Costa Rica Bound

BY JENNY CALLISON | ENQUIRER CONTRIBUTOR

A team of Xavier University faculty and students is testing the waters in Costa Rica.

The group, in tandem with Gary Morgan of Morgan's Canoe & Outdoor Centers Inc., will establish a research station at Morgan's Jungle Lodge and Center for Rain Forest Education on Costa Rica's remote Osa Peninsula.

From the Jungle Lodge webpage (www.morgansjunglelodge.com )"We will be setting up baseline data-collecting projects that include stream quality, monitoring baseline data on four rain forest streams, plus primate surveys and hummingbird surveys," Morgan explained.

The 16 students, along with two professors and their wives, left Cincinnati on Thursday with Morgan. They flew to San Jose, Costa Rica, and then took a small plane to the country's southwestern coast. They will spend two weeks laying the groundwork for research and will return just in time for the start of classes Jan. 14.

For XU biology faculty members Brent Blair and George Farnsworth, it's an exciting opportunity to bring tropical ecology to life for undergraduates, building on the success of a rain forest biodiversity class they offered for the first time this fall.

"This is a hands-on research experience for students, looking at tropical ecology in the tropics, doing experiments they would normally only read about," Blair said, adding that the co-author of the textbook he and Farnsworth used last fall lives only a mile from Morgan's Jungle Lodge.

Farnsworth said he and Blair gave their students an assignment to complete before takeoff: Each had to write a short paper and make a presentation in preparation for the work they will be doing.

For Morgan, the fledgling partnership represents an opportunity to take his family's eco-tourism business to a new, deeper level.

"We're moving the company forward in a 'green' way and want to establish a foothold in Central America to study the rain forest environment," he said. "On the ground, we have the logistical capabilities, the connections, the lodging. We want to move in the direction of research."

Morgan, Blair and Farnsworth hope that the partnership will create an official Latin American biological field station for Xavier and will lead to further learning projects for life sciences students, taking advantage of the variety of ecosystems within Costa Rica's borders. If the experience this month is successful, they will offer it again, perhaps expanding the program and opening it to non-science majors and other schools.

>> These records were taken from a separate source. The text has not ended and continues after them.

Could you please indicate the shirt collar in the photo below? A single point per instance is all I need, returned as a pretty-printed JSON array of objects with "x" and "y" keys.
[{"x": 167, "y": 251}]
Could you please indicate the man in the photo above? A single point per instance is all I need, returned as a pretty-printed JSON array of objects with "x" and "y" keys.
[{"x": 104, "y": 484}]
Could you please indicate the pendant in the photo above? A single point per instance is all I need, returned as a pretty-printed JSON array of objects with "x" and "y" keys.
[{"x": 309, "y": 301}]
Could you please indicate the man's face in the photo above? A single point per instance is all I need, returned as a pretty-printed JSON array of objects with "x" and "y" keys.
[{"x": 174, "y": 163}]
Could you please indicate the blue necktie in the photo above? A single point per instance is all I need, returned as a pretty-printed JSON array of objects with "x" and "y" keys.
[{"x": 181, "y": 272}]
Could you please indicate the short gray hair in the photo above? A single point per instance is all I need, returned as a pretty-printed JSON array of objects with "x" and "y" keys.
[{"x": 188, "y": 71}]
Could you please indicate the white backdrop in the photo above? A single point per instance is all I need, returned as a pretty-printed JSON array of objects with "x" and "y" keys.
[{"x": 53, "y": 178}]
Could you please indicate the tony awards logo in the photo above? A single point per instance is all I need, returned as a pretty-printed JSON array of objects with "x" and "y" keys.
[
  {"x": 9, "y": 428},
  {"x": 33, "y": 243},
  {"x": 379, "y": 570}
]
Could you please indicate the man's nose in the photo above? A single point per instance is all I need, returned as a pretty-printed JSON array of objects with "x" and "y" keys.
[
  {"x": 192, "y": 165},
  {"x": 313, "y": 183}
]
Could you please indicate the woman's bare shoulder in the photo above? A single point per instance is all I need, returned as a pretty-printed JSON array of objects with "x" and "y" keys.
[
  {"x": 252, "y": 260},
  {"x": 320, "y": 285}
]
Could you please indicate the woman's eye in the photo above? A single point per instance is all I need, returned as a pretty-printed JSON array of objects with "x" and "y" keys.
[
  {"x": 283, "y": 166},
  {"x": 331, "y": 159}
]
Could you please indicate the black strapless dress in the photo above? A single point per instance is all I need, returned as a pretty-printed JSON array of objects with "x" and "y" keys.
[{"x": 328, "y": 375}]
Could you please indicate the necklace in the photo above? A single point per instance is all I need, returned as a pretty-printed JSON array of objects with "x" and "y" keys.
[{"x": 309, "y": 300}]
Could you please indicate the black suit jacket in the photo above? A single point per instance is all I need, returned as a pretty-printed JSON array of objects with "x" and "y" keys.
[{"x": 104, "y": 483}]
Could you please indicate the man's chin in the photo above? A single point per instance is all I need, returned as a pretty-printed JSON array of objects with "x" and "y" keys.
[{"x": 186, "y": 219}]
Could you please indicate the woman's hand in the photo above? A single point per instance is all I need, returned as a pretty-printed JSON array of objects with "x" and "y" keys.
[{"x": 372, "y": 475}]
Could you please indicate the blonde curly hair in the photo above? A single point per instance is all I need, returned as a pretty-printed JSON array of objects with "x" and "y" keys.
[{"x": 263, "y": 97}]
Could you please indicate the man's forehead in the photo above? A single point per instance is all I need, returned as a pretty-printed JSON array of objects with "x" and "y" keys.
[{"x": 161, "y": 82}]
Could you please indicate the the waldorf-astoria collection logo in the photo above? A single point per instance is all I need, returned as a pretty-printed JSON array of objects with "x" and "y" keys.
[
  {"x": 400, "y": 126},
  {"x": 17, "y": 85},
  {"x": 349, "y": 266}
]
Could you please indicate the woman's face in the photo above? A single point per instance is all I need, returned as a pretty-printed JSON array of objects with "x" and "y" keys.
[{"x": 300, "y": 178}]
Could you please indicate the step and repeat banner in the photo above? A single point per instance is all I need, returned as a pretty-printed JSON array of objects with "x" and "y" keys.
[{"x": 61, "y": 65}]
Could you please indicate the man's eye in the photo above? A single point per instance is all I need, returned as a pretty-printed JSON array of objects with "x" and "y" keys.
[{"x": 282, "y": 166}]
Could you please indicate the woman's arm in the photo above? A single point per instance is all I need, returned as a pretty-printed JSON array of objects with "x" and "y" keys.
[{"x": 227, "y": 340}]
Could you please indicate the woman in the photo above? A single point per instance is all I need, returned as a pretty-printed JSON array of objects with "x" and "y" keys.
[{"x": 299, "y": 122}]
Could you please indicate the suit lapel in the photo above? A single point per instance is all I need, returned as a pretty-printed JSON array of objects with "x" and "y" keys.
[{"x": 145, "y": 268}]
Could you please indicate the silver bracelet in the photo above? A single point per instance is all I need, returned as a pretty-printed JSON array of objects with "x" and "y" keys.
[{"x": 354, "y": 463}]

Morgan's budding relationship with the National University of Costa Rica may enable Costa Rican students to conduct rain forest studies in and around the company's Jungle Lodge.

Beyond that, the three men hope Cincinnati-area companies with an interest in Central America will become involved.

"This represents a significant business partnership that will create new awareness, through education, for an area that is very important to the world," Morgan said. "And these guys (Blair and Farnsworth), once they get their feet on the ground, will be great consultants."

Blair and Farnsworth point out that Costa Rica is trying to balance its economic needs with its need to preserve the environment, especially since tourism is its primary industry.

But loss of forests to agriculture is a problem. Morgan hopes the students will realize that the resource conflicts they see in Costa Rica have applications close to home.

"Water quality has a big impact on the environment. We want to link these lessons to local water quality issues in the greater Cincinnati area, like wastewater treatment, deforestation, water use," Morgan said. "People move out to the suburbs to live in a better place, but if they pollute those environments, the suburbs are no longer a better place."

CLASSROOM IN COSTA RICA

Listed by National Geographic as one of the most "biologically diverse places on the planet," Costa Rica has emerged as a favorite spot for eco-tourists, and tourism now ranks as the Central American country's No. 1 industry.

Recent government investment in developing high-tech capabilities has helped the country attract some computer-related, pharmaceutical and consumer products companies, but agriculture continues to play an important role in the economy, with primary crops of bananas and coffee.

For more than 10 years, Morgan's Canoe & Outdoor Centers, based along the Little Miami River in Warren County, has operated a 20-acre Jungle Lodge and Center for Rain Forest Education near the village of Puerto Juminez on Costa Rica's Osa Peninsula. Situated directly on the Golfo Dulce and close to Corcovado National Park, the Jungle Lodge aims to give North Americans an immersion experience in a variety of tropical ecosystems - from mountain to nearshore -- and a resulting appreciation for the fragility and interdependence of these systems.